We must always be especially careful with the products we apply on the sensitive skin of the baby. Having no other on hand, the Canadian Rebecca Cannon, mother of a 14-month-old girl, thought that applying a sunscreen suitable for children was a better option than leaving her unprotected, but the product caused second degree burns on your baby's face.
I have shared the photos of your baby because he wants to alert other parents of this danger that we do not see in products that, in principle, seem harmless to the little ones.
The damage was not immediate. Rebecca says that the girl became increasingly red as the day progressed and, that the next day he woke up with a very red and swollen face, while blisters began to appear. He used the same product with his other three-year-old daughter and his nephew, but they suffered no harm.
Although the mother does not specify the form of spray application, the correct thing is apply the cream on the hands and then spread it on the skin of children, and not do it directly on the skin. Or choose another type of photoprotector presentation (it is lotion, cream, bar, etc.)
But the form of application does not seem to have been the cause of the burns. When taking her to the doctor, he told her that there have been cases of sunburn caused by sunscreens, and that it is possible that the sunscreen has caused a severe allergic reaction that caused the second degree burn In the girl.

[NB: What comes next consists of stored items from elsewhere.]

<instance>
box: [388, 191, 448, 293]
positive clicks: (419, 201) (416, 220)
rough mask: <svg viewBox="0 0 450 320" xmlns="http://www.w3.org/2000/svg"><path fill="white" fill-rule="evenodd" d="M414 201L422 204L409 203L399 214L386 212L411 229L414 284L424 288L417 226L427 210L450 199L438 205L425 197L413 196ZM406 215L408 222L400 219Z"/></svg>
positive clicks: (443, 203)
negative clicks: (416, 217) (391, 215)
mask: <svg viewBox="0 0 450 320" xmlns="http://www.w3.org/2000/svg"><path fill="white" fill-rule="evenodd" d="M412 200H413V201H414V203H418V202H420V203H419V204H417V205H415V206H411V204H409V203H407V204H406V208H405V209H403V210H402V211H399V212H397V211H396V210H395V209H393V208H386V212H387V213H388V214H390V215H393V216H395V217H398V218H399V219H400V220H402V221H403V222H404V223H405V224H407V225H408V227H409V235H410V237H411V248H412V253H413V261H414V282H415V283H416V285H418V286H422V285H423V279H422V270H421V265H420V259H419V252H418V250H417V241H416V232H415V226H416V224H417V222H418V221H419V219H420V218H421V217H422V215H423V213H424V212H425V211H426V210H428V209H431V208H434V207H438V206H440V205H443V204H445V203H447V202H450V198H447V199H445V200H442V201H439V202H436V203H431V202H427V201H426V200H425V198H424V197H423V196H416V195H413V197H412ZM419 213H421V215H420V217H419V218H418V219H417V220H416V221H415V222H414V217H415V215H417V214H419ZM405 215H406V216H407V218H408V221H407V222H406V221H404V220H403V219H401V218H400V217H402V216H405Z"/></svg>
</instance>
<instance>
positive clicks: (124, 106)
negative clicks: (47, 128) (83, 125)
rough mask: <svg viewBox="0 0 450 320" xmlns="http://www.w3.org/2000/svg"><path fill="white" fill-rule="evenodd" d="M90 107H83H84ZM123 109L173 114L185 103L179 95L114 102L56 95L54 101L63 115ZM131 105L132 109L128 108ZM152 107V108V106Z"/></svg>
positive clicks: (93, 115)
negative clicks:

The product used was Banana Boat Kids SPF50, a brand widely sold in Canada, whose labeling indicates that it is asuitable for children over six months. According to a statement sent to CBC, all products of the brand are subjected to rigorous tests and comply with all relevant standards of Canadian law.

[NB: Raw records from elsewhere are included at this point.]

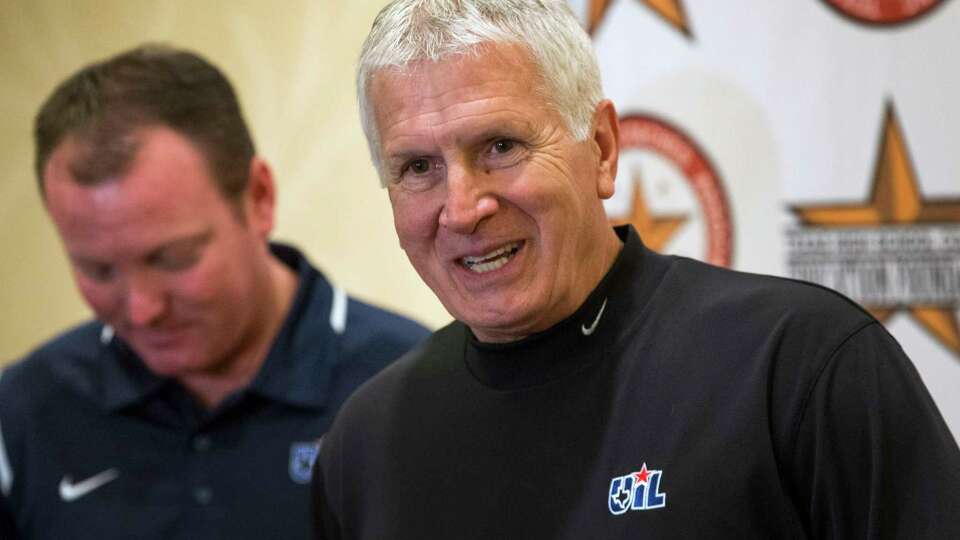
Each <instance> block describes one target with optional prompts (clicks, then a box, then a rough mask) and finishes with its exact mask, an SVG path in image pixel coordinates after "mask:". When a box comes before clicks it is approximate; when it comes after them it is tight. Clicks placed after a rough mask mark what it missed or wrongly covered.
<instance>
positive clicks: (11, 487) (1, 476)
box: [0, 371, 13, 496]
mask: <svg viewBox="0 0 960 540" xmlns="http://www.w3.org/2000/svg"><path fill="white" fill-rule="evenodd" d="M0 377H3V371H0ZM2 427H3V426H2V425H0V493H3V495H4V496H7V495H10V490H11V489H12V488H13V469H11V468H10V459H9V458H8V457H7V444H6V443H5V442H3V429H2Z"/></svg>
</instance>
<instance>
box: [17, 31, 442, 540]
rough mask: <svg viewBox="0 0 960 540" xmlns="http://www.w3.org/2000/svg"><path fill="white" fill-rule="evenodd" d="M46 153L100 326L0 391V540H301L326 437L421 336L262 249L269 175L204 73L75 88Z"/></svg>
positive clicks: (119, 66)
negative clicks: (391, 364)
mask: <svg viewBox="0 0 960 540" xmlns="http://www.w3.org/2000/svg"><path fill="white" fill-rule="evenodd" d="M36 144H37V156H36V172H37V178H38V180H39V187H40V191H41V193H42V196H43V200H44V203H45V205H46V208H47V210H48V211H49V213H50V216H51V218H52V220H53V222H54V224H55V226H56V228H57V231H58V232H59V234H60V238H61V239H62V241H63V244H64V247H65V249H66V252H67V255H68V257H69V260H70V263H71V265H72V267H73V271H74V274H75V277H76V282H77V285H78V287H79V289H80V292H81V293H82V294H83V297H84V299H85V300H86V301H87V303H88V304H89V305H90V307H91V308H92V310H93V312H94V314H95V315H96V318H97V320H95V321H92V322H89V323H87V324H83V325H81V326H79V327H77V328H74V329H72V330H69V331H67V332H66V333H64V334H62V335H60V336H59V337H57V338H55V339H53V340H52V341H50V342H49V343H46V344H44V345H43V346H41V347H40V348H38V349H37V350H36V351H34V352H33V353H31V354H30V355H29V356H28V357H27V358H26V359H24V360H23V361H22V362H20V363H18V364H15V365H13V366H11V367H9V368H8V369H7V370H5V372H4V373H3V375H2V378H0V538H3V539H4V540H8V539H13V538H30V539H40V538H51V539H65V538H91V539H94V538H95V539H104V538H136V539H164V540H169V539H176V538H183V539H187V538H190V539H200V538H202V539H208V538H229V539H239V538H250V539H262V538H285V539H294V538H307V537H308V536H309V535H310V525H309V519H308V515H309V497H308V484H309V478H310V470H311V467H312V464H313V460H314V458H315V456H316V452H317V449H318V443H317V441H318V439H319V437H320V436H321V435H322V434H323V433H324V432H325V431H326V429H327V427H328V425H329V423H330V421H331V420H332V418H333V415H334V413H335V412H336V410H337V409H338V407H339V406H340V404H341V403H342V402H343V401H344V400H345V399H346V397H347V395H348V394H349V393H350V392H351V391H352V390H353V389H354V388H355V387H356V386H357V385H359V384H360V383H361V382H362V381H364V380H365V379H367V378H368V377H369V376H370V375H372V374H373V373H375V372H377V371H378V370H380V369H381V368H382V367H383V366H384V365H386V364H387V363H388V362H390V361H391V360H393V359H394V358H396V357H398V356H399V355H401V354H402V353H403V352H404V351H406V350H407V349H409V348H410V347H411V346H412V345H413V344H414V343H416V342H417V341H419V340H420V339H421V338H422V337H423V336H425V335H426V331H425V329H423V328H422V327H421V326H419V325H417V324H416V323H414V322H412V321H409V320H407V319H403V318H401V317H399V316H397V315H393V314H390V313H386V312H384V311H381V310H379V309H376V308H373V307H371V306H369V305H365V304H363V303H360V302H358V301H356V300H353V299H350V298H348V297H347V296H346V295H345V294H344V292H343V291H342V290H340V289H337V288H335V287H332V286H331V285H330V283H328V282H327V281H326V280H325V279H324V277H323V276H322V275H321V274H320V273H318V271H317V270H316V269H314V268H313V267H312V266H311V265H310V263H309V262H308V261H307V260H306V259H305V258H304V256H303V255H302V254H301V253H300V252H298V251H297V250H296V249H294V248H292V247H289V246H283V245H271V244H268V241H267V240H268V235H269V233H270V231H271V229H272V226H273V219H274V198H275V187H274V183H273V179H272V178H271V172H270V169H269V168H268V166H267V164H266V163H265V162H264V161H263V160H262V159H260V158H259V157H257V156H256V155H255V153H254V148H253V143H252V140H251V138H250V135H249V133H248V131H247V127H246V125H245V123H244V120H243V117H242V115H241V111H240V108H239V105H238V103H237V99H236V96H235V95H234V92H233V90H232V88H231V87H230V84H229V83H228V81H227V80H226V79H225V78H224V76H223V75H222V74H221V73H220V72H219V71H218V70H217V69H216V68H215V67H214V66H212V65H210V64H209V63H207V62H206V61H205V60H204V59H202V58H200V57H198V56H196V55H194V54H192V53H189V52H185V51H179V50H175V49H171V48H166V47H155V46H147V47H142V48H138V49H135V50H131V51H128V52H124V53H122V54H120V55H118V56H116V57H113V58H110V59H108V60H106V61H104V62H101V63H97V64H93V65H91V66H88V67H86V68H84V69H82V70H81V71H79V72H78V73H76V74H75V75H73V76H72V77H70V78H69V79H67V80H66V81H65V82H63V83H62V84H61V85H60V86H59V87H58V88H57V89H56V90H55V91H54V93H53V94H52V95H51V96H50V98H49V99H48V100H47V101H46V103H45V104H44V105H43V107H42V109H41V110H40V112H39V114H38V115H37V119H36Z"/></svg>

What to consider when choosing sun creams for babies?
Both with the photoprotectors and with any other cosmetic product that is applied to babies, we must be especially cautious when choosing them. You should not use any cosmetic for little ones, since Its composition cannot be the same as that of an adult cosmetic product.
Especially, when choosing a baby photoprotector, you have to:
To choose creams with physical filters, inorganic, which are recommended for children because they have less risk of allergy. Creams with chemical filters are not recommended as they contain chemical elements that the baby's skin will absorb, causing allergies and irritations.
Choose creams that do not contain PABA (paraaminobenzoic acid), a substance that can cause allergic skin reactions.
Choose photoprotectors specific to your baby's age. (not recommended before six months)
Check the ingredients of the solar photoprotector.
Consult with your pediatrician before buying a photoprotector for your baby, especially if you have atopic dermatitis or any other allergy.
See a doctor immediately if the child suffers rash, itching, irritation or redness of the skin.
Discard the products that have expired.